What’s Tedious, Not What Matters
In fact, the consistent pattern across our team is that we use AI to handle what’s repetitive or time-consuming, while the Birds humans handle what matters most. Nobody here ships AI output as finished work. Everyone remains in the driver’s seat. That’s not a rule we have to enforce, but it’s what responsible AI use at an agency looks like in practice.
Our AI policy also states: Employees are encouraged to stay informed about advancements in AI technologies and best practices for their responsible use. They should actively seek opportunities for learning and development to enhance their skills and knowledge in this area.
“Keep Learning” is one of Rare Bird’s five beliefs, so it’s no surprise to see it show up in our AI policy. What Jim wrote several years ago is now more important than ever:
We live and work in a world where change is constant. We need to stay abreast of those changes and ahead of the curve to remain valuable and relevant. There is only one way to future-proof yourself and Rare Bird, and that’s through continual improvement and constant education. Always keep learning.

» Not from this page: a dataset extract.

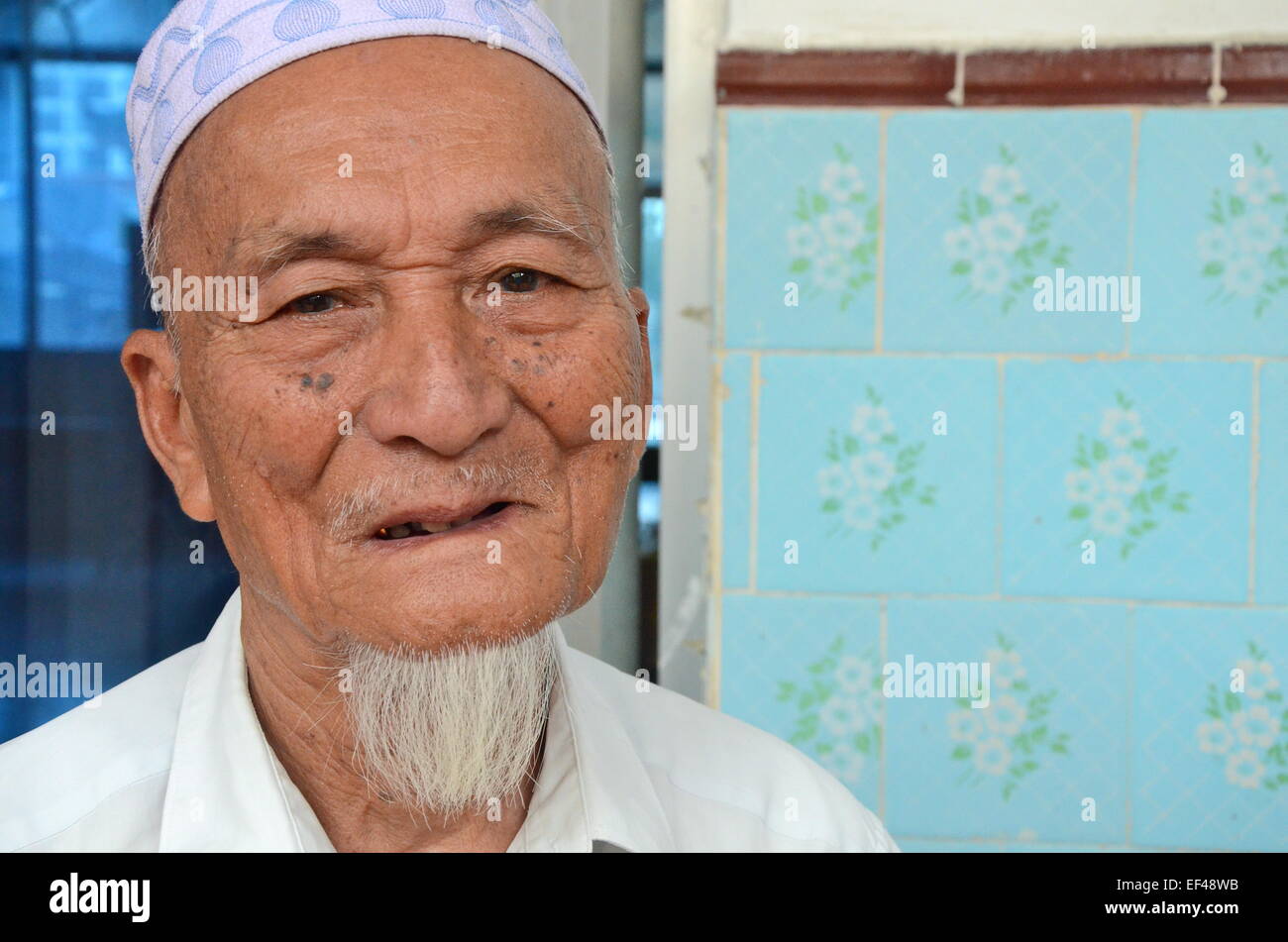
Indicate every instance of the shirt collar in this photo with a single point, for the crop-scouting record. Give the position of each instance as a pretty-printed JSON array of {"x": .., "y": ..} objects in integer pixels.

AI may not replace entire departments just yet, but it has already changed where marketing teams focus their attention, shifting effort from production to strategy, from execution to judgment, from generating options to discerning which are the right options.
For ourselves and our clients, we want to make sure it’s changing things for the better. That means treating AI as a tool to amplify good judgment rather than a replacement for it, and holding ourselves accountable for the quality of what we put into the world.